Industrial Relations

Part of the debate – in the House of Commons am 12:00 am ar 4 Rhagfyr 1973.

Danfonwch hysbysiad imi am ddadleuon fel hyn

Photo of Mr Reginald Prentice Mr Reginald Prentice , East Ham North 12:00, 4 Rhagfyr 1973

I beg to move, That this House condemns Her Majesty's Government for the increasing damage being done to industrial relations and to the legitimate activities of trades unions by the Industrial Relations Act 1971 and the machinery for its enforcement which, following upon earlier instances of industrial disruption and harm to the economy, has now resulted in the sequestration and seizure of union funds subscribed for political purposes and a regrettable involvement of the National Industrial Relations Court in matters of political controversy ; and therefore calls for the total repeal of the Act. I begin by thanking you, Mr. Speaker, for the statement that you have made to the House. Any criticism I have to make of the judge will, I think, fall within the definition of "respectable, even though outspoken." That gives us a wide range for debate.

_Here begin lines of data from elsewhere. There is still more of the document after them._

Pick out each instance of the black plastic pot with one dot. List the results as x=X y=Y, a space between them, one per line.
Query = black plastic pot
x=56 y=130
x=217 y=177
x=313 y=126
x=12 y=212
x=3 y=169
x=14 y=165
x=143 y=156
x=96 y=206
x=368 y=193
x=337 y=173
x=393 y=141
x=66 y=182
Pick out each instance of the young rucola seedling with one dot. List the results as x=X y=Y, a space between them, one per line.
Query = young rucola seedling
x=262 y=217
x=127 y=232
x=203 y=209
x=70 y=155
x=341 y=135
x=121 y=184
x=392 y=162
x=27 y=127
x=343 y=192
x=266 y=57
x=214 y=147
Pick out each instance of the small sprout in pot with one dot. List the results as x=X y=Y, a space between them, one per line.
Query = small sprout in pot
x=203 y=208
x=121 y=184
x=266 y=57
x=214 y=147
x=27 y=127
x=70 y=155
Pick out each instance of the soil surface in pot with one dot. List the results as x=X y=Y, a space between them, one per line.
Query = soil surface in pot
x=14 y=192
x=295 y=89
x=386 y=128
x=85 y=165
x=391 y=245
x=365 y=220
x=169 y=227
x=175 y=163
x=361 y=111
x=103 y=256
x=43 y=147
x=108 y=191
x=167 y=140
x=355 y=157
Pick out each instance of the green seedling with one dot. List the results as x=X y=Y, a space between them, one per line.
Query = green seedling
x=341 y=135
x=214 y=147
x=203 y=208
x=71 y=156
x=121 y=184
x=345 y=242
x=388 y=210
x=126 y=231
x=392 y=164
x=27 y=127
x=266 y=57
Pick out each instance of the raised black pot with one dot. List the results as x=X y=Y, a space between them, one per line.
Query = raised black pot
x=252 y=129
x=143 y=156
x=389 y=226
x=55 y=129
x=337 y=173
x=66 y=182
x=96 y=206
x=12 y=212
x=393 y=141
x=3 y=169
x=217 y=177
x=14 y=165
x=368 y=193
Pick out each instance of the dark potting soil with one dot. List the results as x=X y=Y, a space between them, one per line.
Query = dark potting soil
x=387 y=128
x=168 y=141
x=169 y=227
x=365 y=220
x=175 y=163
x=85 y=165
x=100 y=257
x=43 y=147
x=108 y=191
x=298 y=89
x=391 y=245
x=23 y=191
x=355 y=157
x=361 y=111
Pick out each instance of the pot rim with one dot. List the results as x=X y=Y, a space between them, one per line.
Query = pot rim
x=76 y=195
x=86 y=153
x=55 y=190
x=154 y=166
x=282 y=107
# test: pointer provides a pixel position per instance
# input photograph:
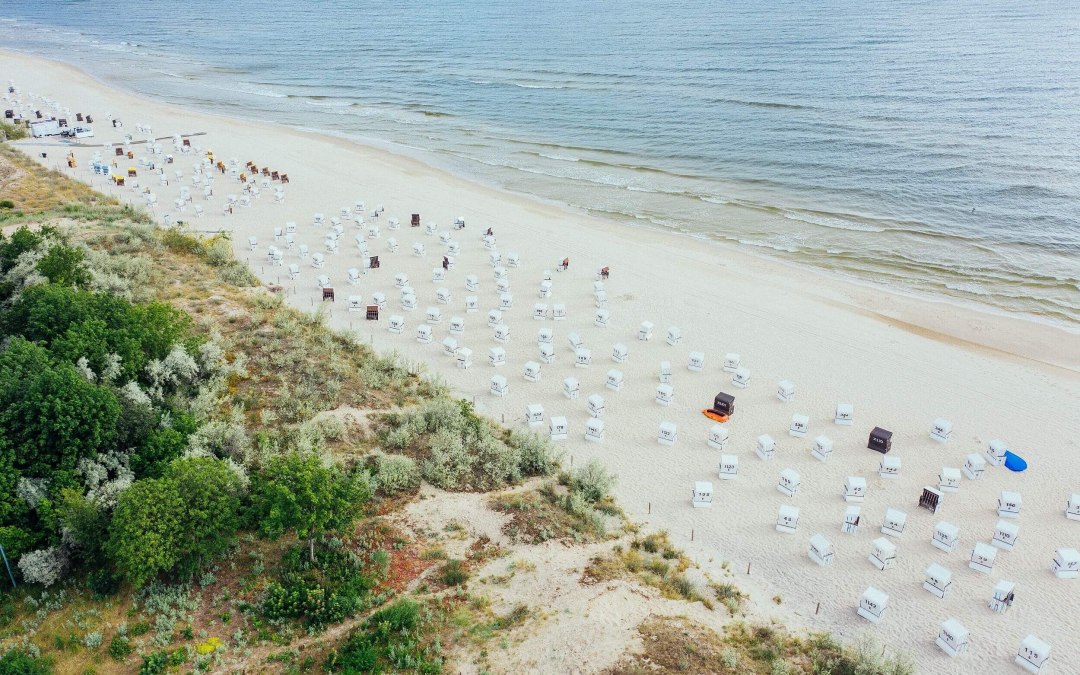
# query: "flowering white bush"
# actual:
(44, 567)
(83, 367)
(394, 473)
(134, 393)
(106, 476)
(220, 439)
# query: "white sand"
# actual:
(901, 361)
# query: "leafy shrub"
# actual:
(453, 574)
(120, 648)
(298, 493)
(177, 523)
(389, 640)
(538, 457)
(19, 662)
(592, 481)
(154, 663)
(395, 473)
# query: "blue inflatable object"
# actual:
(1014, 462)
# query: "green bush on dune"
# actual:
(457, 449)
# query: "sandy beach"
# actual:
(901, 361)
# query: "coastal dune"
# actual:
(901, 361)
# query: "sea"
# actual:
(929, 147)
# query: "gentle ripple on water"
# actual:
(933, 146)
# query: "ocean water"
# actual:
(933, 147)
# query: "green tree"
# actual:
(64, 265)
(17, 662)
(73, 323)
(146, 535)
(176, 524)
(21, 241)
(298, 493)
(51, 413)
(86, 522)
(211, 516)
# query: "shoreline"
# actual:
(838, 342)
(934, 315)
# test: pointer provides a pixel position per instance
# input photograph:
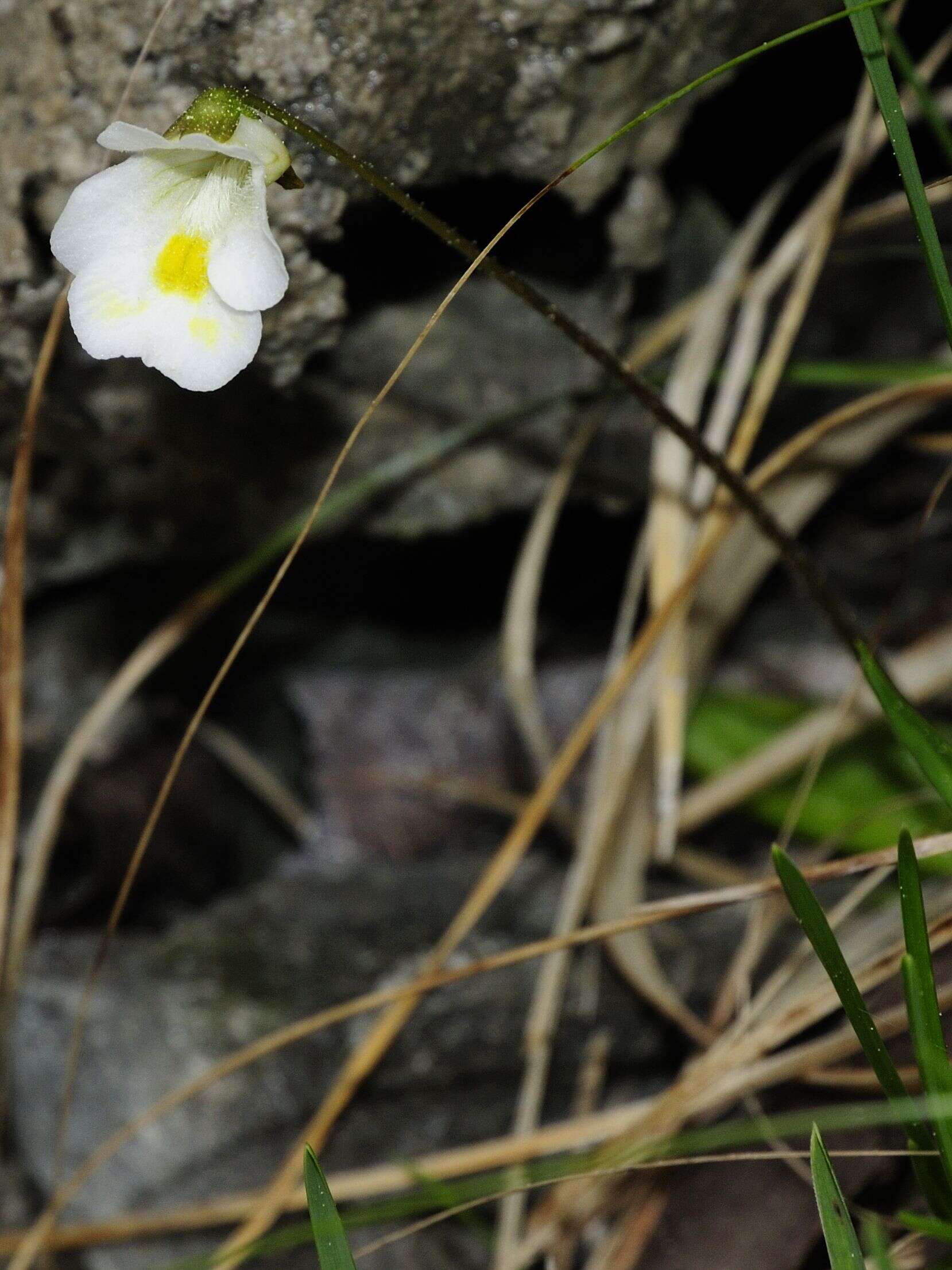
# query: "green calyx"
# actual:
(216, 113)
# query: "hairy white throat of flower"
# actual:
(207, 191)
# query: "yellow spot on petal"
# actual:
(182, 266)
(113, 307)
(205, 331)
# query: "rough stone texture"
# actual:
(287, 948)
(133, 469)
(388, 748)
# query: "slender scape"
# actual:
(796, 559)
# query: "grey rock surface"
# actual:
(169, 1005)
(432, 93)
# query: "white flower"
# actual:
(172, 250)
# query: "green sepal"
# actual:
(216, 113)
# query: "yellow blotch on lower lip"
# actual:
(205, 331)
(182, 266)
(115, 307)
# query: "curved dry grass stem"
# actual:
(605, 1124)
(12, 629)
(220, 676)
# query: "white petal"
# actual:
(109, 212)
(117, 312)
(245, 265)
(130, 138)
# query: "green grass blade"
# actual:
(333, 1249)
(870, 40)
(818, 930)
(927, 1225)
(811, 917)
(917, 935)
(838, 1231)
(931, 1058)
(905, 65)
(931, 751)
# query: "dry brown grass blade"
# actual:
(244, 636)
(622, 1248)
(12, 619)
(47, 817)
(671, 518)
(510, 851)
(607, 784)
(41, 835)
(845, 436)
(494, 878)
(795, 1063)
(521, 615)
(769, 471)
(258, 777)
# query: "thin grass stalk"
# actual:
(870, 41)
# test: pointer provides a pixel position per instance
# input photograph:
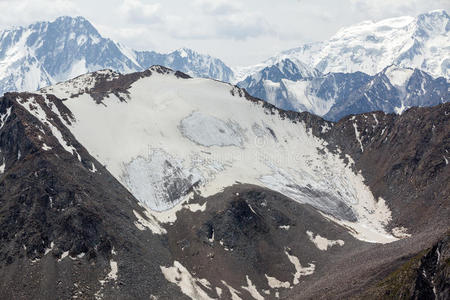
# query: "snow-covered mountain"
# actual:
(335, 95)
(421, 42)
(48, 52)
(158, 185)
(178, 140)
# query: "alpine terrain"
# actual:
(45, 53)
(156, 185)
(336, 95)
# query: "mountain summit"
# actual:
(421, 42)
(48, 52)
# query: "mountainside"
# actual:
(158, 185)
(336, 95)
(421, 42)
(48, 52)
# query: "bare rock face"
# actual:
(69, 228)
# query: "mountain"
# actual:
(336, 95)
(139, 186)
(421, 42)
(48, 52)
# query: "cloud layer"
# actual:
(240, 32)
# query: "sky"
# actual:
(240, 33)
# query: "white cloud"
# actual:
(25, 12)
(139, 12)
(240, 32)
(218, 7)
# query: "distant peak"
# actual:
(436, 12)
(70, 18)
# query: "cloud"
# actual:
(139, 12)
(25, 12)
(218, 7)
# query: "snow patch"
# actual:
(251, 288)
(189, 285)
(4, 117)
(358, 137)
(233, 292)
(148, 223)
(322, 243)
(299, 270)
(160, 166)
(400, 232)
(275, 283)
(45, 147)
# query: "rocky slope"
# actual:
(336, 95)
(44, 53)
(420, 42)
(158, 185)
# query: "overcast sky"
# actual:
(238, 32)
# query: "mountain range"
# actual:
(138, 186)
(389, 65)
(421, 42)
(45, 53)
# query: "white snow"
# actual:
(48, 250)
(189, 285)
(112, 275)
(159, 151)
(400, 232)
(357, 135)
(275, 283)
(323, 243)
(234, 294)
(45, 147)
(416, 42)
(251, 288)
(93, 169)
(148, 223)
(63, 255)
(299, 270)
(399, 76)
(300, 96)
(4, 117)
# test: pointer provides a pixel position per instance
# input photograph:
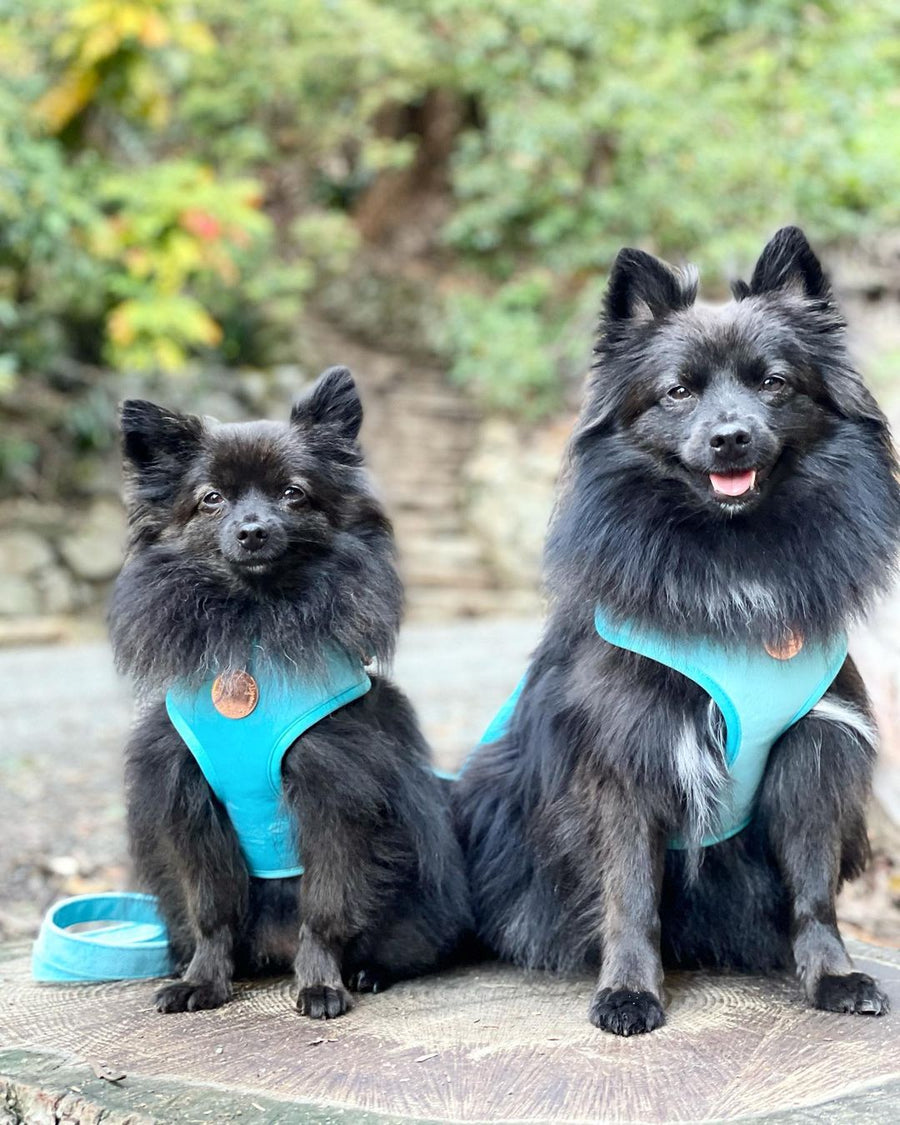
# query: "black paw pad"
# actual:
(854, 992)
(626, 1013)
(321, 1001)
(185, 996)
(366, 980)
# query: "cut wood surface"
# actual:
(483, 1044)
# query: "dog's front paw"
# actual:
(855, 992)
(187, 996)
(323, 1001)
(626, 1013)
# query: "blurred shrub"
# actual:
(178, 176)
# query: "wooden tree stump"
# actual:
(487, 1043)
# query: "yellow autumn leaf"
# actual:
(154, 32)
(66, 99)
(119, 326)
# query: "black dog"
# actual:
(730, 479)
(262, 543)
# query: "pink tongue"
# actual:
(732, 484)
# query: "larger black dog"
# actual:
(730, 478)
(263, 542)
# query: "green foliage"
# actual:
(178, 177)
(504, 344)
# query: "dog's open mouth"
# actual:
(732, 485)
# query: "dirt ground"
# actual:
(64, 717)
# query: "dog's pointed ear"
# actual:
(333, 401)
(644, 288)
(154, 437)
(788, 262)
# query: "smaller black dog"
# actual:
(259, 557)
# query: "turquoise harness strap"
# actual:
(759, 696)
(135, 946)
(241, 758)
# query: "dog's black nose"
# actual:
(252, 536)
(730, 438)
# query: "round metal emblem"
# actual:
(235, 694)
(788, 649)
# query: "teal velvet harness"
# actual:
(241, 758)
(758, 695)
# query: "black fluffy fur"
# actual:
(384, 892)
(565, 819)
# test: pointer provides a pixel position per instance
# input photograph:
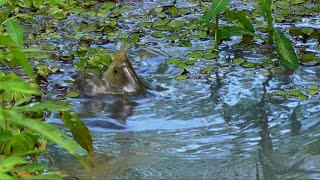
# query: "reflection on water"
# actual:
(229, 127)
(225, 126)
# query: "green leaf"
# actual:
(79, 131)
(32, 167)
(5, 136)
(43, 106)
(244, 21)
(216, 7)
(235, 31)
(50, 132)
(182, 77)
(285, 50)
(22, 60)
(10, 162)
(15, 32)
(2, 2)
(6, 41)
(265, 6)
(18, 85)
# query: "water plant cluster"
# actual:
(44, 37)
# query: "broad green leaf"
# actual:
(79, 131)
(18, 86)
(43, 106)
(50, 132)
(216, 7)
(10, 162)
(37, 3)
(2, 2)
(6, 41)
(60, 2)
(244, 21)
(51, 176)
(233, 31)
(15, 32)
(22, 59)
(31, 167)
(6, 176)
(5, 136)
(265, 6)
(285, 50)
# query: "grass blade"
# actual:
(216, 7)
(285, 50)
(15, 32)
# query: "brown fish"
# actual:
(120, 78)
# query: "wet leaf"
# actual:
(247, 64)
(6, 41)
(50, 132)
(51, 106)
(308, 31)
(73, 94)
(22, 60)
(2, 2)
(237, 31)
(79, 131)
(159, 34)
(297, 94)
(206, 70)
(196, 54)
(285, 50)
(238, 61)
(209, 56)
(182, 77)
(20, 86)
(15, 32)
(313, 89)
(309, 59)
(244, 21)
(202, 34)
(174, 61)
(216, 7)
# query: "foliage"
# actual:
(23, 133)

I would also like to welcome, and here I think I speak for the whole House, the new Secretary of State to this debate. He may find that debates on this subject get a bit rough and he may have a fairly early experience of such roughness. We all have a great deal of personal good will for him as he steps from one bed of nails to the other. I would add a personal note. He and I last faced one another on this subject in the months preceding the 1964 General Election when he was Parliamentary Secretary to the Ministry of Labour and I was the assistant spokesman from the Labour benches on Ministry of Labour matters.

Then we managed to achieve what I could describe as a cheerful enmity. I would like to recapture that once again, but I say at once that it will be more difficult this time. It will be more difficult because of the different rôle which the Government see for the Department of Employment compared with the traditional rôle of the Ministry of Labour which still, by and large, held good under the Government in office until 1964.

In those days we had differences, there were criticisms and we divided on party lines on many matters affecting that Ministry, but, broadly speaking, in those days the Ministry was considered to be helpful to industrial relations throughout the community. It was helpful to both sides of industry in respect of industrial disputes and other matters. This is in stark contrast with the situation of the past three years. The right hon. Gentleman now inherits a Department that has had to operate according to entirely different rules. There have been three years of deliberate confrontation engineered by the Government, in which the Industrial Relations Act is the centre-piece.

The right hon. Gentleman has many friends and admirers in this House. I count myself as one of them. As such I say to him "For Heavens sake make it your first task to face your Cabinet colleagues with the urgent need for a change of course in industrial relations policy and especially with the need for the repeal, or at least the drastic amendment and modification, of the Industrial Relations Act."

The motion reiterates the demand made from these benches on many occasions. Some of the arguments which I hope to use, and those which my hon. Friends will be using, have been used before. But there is a new dimension to this debate and a new urgency about our demand for the repeal of the Act because of the recent events referred to in the motion, when we use the words : has now resulted in the sequestration and seizure of union funds subscribed for political purposes and a regrettable involvement of the National Industrial Relations Court in matters of political controversy". I beg hon. Member opposite, not only Ministers but all who take part in the debate, to face up to the serious nature of the issues posed by the motion. I hope, although it may be a forlorn hope, that they will not try to duck out of that argument by pretending that the debate is about something else. This debate is not about whether the Amalgamated Union of Engineering Workers is right or wrong in its policy of refusing to recognise the Industrial Relations Court. In my view, it is wrong : in the view of some of my hon. Friends, it is right. There is a division of opinion on this which touches only marginally the central issue before the House.

Neither is this a debate on Motion No. 49, signed by a large number of my hon. Friends, calling for the dismissal of Sir John Donaldson. That is not for debate, although it may be referred to. Some of the material will overlap. I and many of my hon. Friends would not sign that motion for a number of reasons. We would not support it. We unanimously support the motion I have moved, and it is on that motion that we expect more constructive argument and more cogent replies from the Government than we have had in any of the series of debates on the Industrial Relations Act.